Putin sabe de sobra que un ataque nuclear provocaría para él mismo, para Rusia, un daño inasumible, y este es el único argumento que puede calmar nuestro desasosiego.

Confiamos en que ninguna de las partes iniciaría una ofensiva nuclear por miedo a las consecuencias; y los alardes, la chulería, la provocación, los amagos desafiantes, no pasan de ser una demostración de que lo de “si vis pacem, para bellum” (si quieres la paz, prepara la guerra) es un principio inquietante y peligroso, pero sabio.

Es buena recomendación mantener el optimismo sobre el riesgo de un enfrentamiento bélico nuclear, porque de alguna manera alivia tensiones y aleja la amargura de pensar en una destrucción apocalíptica del mundo que conocemos. Pero no podemos evitar la incertidumbre, esa difusa desazón de saber que andan sueltos personajes como Putin, Kim Yong-Un, Biden –o si me apuran, Trump–, o el ayatolá de turno, que pueden pulsar el botón si se les cruza un cable.

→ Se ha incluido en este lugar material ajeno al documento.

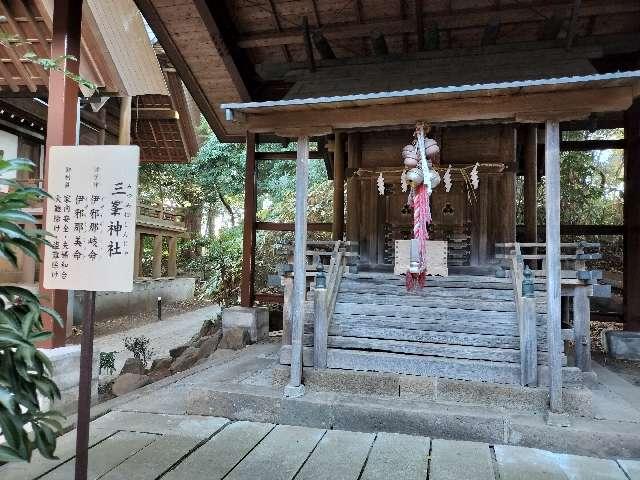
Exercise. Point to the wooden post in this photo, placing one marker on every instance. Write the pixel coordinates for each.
(137, 255)
(581, 328)
(287, 283)
(338, 187)
(531, 184)
(552, 207)
(528, 342)
(295, 387)
(62, 120)
(247, 290)
(157, 256)
(631, 218)
(320, 328)
(124, 128)
(172, 268)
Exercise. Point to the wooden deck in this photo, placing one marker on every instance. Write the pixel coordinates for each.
(145, 446)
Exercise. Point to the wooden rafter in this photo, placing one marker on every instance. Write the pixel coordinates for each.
(276, 19)
(11, 52)
(573, 23)
(447, 20)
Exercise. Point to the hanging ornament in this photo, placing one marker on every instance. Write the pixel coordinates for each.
(380, 182)
(475, 180)
(403, 181)
(447, 180)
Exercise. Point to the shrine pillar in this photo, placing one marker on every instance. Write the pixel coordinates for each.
(295, 388)
(531, 183)
(632, 218)
(157, 256)
(62, 122)
(552, 211)
(172, 268)
(337, 230)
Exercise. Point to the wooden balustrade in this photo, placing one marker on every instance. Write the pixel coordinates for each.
(577, 283)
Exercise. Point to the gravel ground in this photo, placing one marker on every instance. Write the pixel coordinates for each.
(124, 323)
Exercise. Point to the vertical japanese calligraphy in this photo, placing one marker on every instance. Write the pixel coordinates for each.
(91, 216)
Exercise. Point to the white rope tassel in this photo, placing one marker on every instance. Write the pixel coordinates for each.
(423, 158)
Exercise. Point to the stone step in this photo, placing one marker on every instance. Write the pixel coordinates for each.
(466, 303)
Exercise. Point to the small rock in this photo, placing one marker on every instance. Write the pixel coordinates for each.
(235, 338)
(133, 365)
(177, 351)
(209, 344)
(161, 363)
(187, 360)
(159, 374)
(128, 383)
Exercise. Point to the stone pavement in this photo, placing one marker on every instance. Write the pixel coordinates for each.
(163, 335)
(141, 446)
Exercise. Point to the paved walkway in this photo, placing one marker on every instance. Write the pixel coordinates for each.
(163, 335)
(141, 446)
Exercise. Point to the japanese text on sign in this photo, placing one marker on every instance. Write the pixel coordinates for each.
(91, 216)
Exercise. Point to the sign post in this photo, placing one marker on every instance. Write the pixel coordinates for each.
(92, 217)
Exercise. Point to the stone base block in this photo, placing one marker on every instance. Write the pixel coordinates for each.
(624, 345)
(66, 374)
(254, 320)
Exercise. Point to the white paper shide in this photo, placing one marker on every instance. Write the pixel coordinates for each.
(92, 217)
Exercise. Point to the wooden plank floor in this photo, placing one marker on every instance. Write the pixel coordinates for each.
(134, 446)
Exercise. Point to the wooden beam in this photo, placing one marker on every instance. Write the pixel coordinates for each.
(269, 298)
(218, 27)
(290, 227)
(632, 218)
(589, 145)
(313, 155)
(308, 48)
(276, 19)
(155, 114)
(446, 21)
(525, 107)
(295, 387)
(379, 44)
(573, 23)
(323, 46)
(491, 32)
(531, 183)
(338, 187)
(552, 210)
(247, 287)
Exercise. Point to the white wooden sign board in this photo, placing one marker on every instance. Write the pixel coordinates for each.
(436, 257)
(92, 217)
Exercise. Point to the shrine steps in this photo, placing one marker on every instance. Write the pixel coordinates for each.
(458, 327)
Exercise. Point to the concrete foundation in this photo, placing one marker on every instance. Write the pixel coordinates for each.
(576, 401)
(143, 298)
(254, 320)
(66, 374)
(624, 345)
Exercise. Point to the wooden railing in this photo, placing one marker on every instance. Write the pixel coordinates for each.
(324, 302)
(578, 283)
(334, 257)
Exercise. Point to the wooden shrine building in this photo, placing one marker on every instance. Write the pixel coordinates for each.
(496, 83)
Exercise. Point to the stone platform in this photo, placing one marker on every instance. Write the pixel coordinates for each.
(169, 429)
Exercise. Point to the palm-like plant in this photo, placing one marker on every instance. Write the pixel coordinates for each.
(25, 372)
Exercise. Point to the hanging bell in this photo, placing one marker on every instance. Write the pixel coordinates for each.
(414, 177)
(431, 148)
(435, 179)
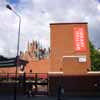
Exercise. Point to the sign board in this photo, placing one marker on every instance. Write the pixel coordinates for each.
(79, 39)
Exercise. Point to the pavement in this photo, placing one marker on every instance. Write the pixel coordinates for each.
(22, 97)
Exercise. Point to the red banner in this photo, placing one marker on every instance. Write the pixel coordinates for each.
(79, 39)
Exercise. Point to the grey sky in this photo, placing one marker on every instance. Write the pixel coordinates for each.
(38, 14)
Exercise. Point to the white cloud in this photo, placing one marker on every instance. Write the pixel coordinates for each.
(38, 14)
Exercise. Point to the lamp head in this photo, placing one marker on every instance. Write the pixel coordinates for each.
(9, 7)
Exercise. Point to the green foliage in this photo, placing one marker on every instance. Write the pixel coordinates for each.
(95, 58)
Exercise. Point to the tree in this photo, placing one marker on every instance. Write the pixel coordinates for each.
(95, 58)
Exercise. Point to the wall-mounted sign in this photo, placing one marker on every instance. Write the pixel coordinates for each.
(79, 39)
(82, 59)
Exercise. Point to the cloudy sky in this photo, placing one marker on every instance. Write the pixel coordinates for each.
(36, 16)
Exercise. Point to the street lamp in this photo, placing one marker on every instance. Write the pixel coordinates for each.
(18, 41)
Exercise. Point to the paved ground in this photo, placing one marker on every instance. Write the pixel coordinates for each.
(21, 97)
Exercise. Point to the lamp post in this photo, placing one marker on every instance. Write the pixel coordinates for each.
(18, 42)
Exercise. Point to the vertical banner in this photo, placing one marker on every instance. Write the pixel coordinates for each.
(79, 39)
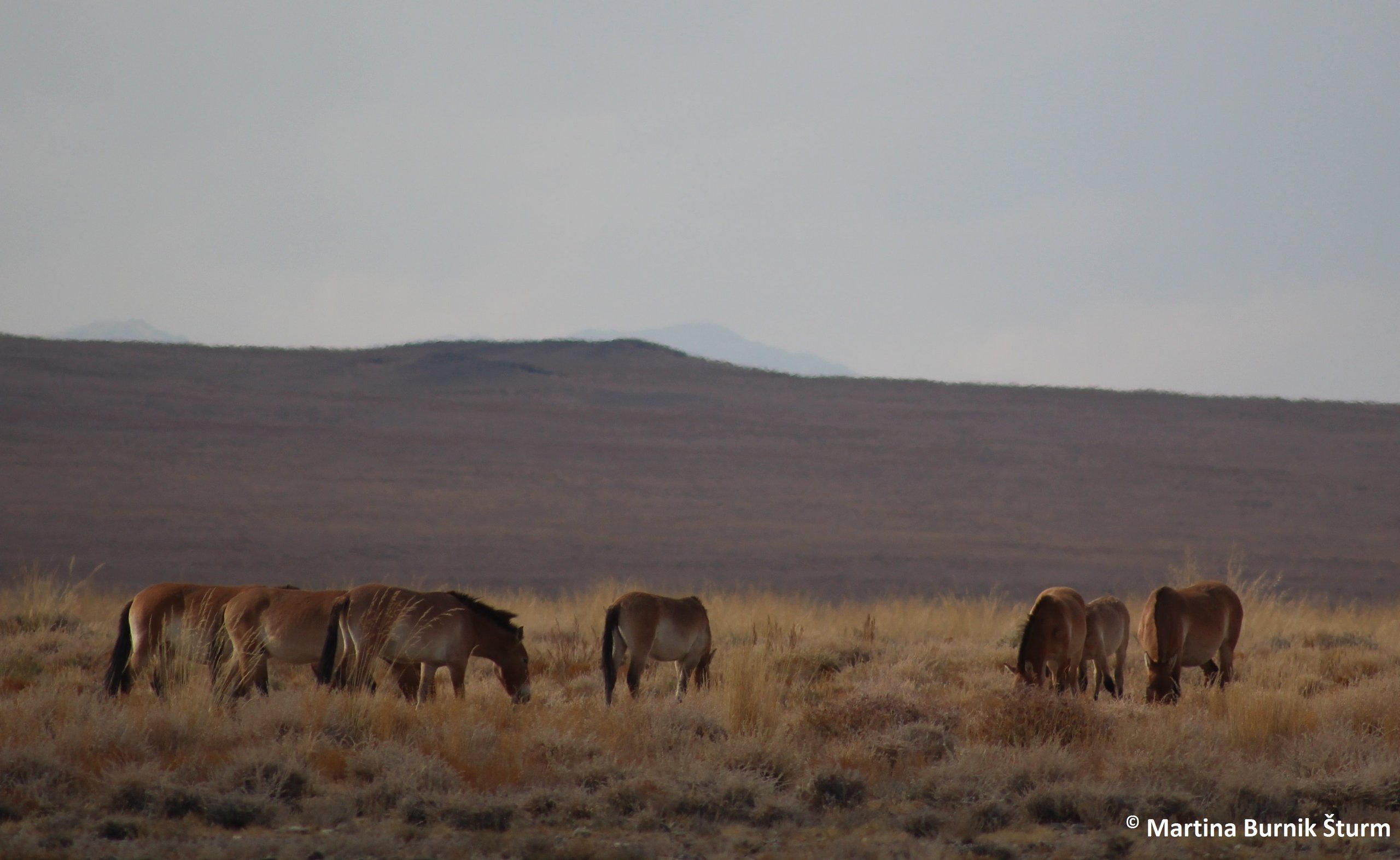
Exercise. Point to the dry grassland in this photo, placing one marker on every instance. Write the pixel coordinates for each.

Desde lo de Hiroshima, la verdad, somos ya cinco generaciones las que vivimos sin poder quitarnos de la cabeza ni del más íntimo rincón del alma que nuestro mundo está en peligro de un conflicto nuclear. No es saludable convivir con tal incertidumbre y por ello estamos acostumbrados a quitarnos esa sombra de la cabeza, pero la realidad es que de vez en cuando quienes tienen el poder de dejarnos vivir en paz se empeñan en provocarse entre ellos y llevarse al límite. Y eso da miedo.